Several side effects from supraclavicular blockade may occur. Since the cupola of the lung is at the level of a supraclavicular block, one complication that may occur is a pneumothorax (0.5-6% incidence), depending on the experience and skill of the anesthesiologist. This complication must be considered if the patient develops chest pain or cough, even hours after performing a supraclavicular block. There is an increased risk of pneumothorax if the needle is allowed to be directed medially, which may result in contact with the pleura. Therefore, outpatients with severe lung disease may not be appropriate candidates for this block. Blockade of the ulnar nerve distribution may be spared or delayed. Another possible side effect is phrenic nerve or sympathetic chain block with the supraclavicular approach (less common than with an interscalene block). Infection, hematoma, bleeding, nerve injury, and intravascular injection (subclavian vessels are in the region of a supraclavicular approach to the brachial plexus) are also potential problems.

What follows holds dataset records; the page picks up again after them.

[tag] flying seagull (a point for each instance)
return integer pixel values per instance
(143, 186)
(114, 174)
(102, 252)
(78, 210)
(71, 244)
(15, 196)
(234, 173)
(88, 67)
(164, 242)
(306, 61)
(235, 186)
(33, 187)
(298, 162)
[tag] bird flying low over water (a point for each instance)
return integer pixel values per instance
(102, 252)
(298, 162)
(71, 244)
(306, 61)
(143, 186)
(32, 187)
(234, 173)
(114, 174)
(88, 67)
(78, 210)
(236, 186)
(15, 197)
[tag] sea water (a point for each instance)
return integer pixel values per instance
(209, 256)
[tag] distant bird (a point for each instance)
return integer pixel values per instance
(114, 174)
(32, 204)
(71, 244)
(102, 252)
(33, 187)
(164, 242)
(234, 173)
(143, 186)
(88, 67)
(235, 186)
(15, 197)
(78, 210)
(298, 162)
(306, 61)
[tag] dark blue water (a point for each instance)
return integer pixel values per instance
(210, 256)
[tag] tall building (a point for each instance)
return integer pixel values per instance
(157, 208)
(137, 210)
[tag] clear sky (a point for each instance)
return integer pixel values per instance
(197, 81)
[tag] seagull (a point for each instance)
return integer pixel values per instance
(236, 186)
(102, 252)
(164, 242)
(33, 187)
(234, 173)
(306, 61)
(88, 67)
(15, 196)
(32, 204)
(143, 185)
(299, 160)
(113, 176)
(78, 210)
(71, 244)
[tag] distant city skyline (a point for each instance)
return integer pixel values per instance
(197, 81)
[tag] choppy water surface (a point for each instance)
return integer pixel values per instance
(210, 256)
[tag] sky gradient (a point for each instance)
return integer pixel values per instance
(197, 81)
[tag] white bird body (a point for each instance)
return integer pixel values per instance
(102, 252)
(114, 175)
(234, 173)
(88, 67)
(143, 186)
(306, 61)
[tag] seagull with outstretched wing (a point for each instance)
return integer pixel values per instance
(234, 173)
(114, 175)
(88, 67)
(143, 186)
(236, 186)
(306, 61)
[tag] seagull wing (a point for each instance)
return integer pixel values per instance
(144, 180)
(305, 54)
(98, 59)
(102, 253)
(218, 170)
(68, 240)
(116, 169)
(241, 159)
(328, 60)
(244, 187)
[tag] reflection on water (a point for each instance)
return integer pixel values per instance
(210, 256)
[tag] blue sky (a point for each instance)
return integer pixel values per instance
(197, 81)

The brachial plexus at the supraclavicular level is cephaloposterior and lateral to the subclavian artery, and paresthesia or muscle stimulation may be elicited before block needle contacts the first rib. When blocking the brachial plexus at the supraclavicular level, the middle trunk (median nerve) is more posterior to the artery and spread of the local anesthetic to this area may be prolonged. If the ulnar nerve distribution is missed with this block, a supplemental ulnar nerve block may be necessary. Also, a superficial cervical plexus block should be added for shoulder surgery as this approach often misses the skin overlying the shoulder. Block of the intercostobrachial nerve in the axilla is necessary if a tourniquet will be used and placed on the upper arm.
Clinical Uses Surgical
• Humerus surgery (including ORIF)
• Elbow surgery
• Wrist and hand surgery
• Upper extremity proximal arteriovenous (AV) fistula surgery
For all the surgeries indicated above.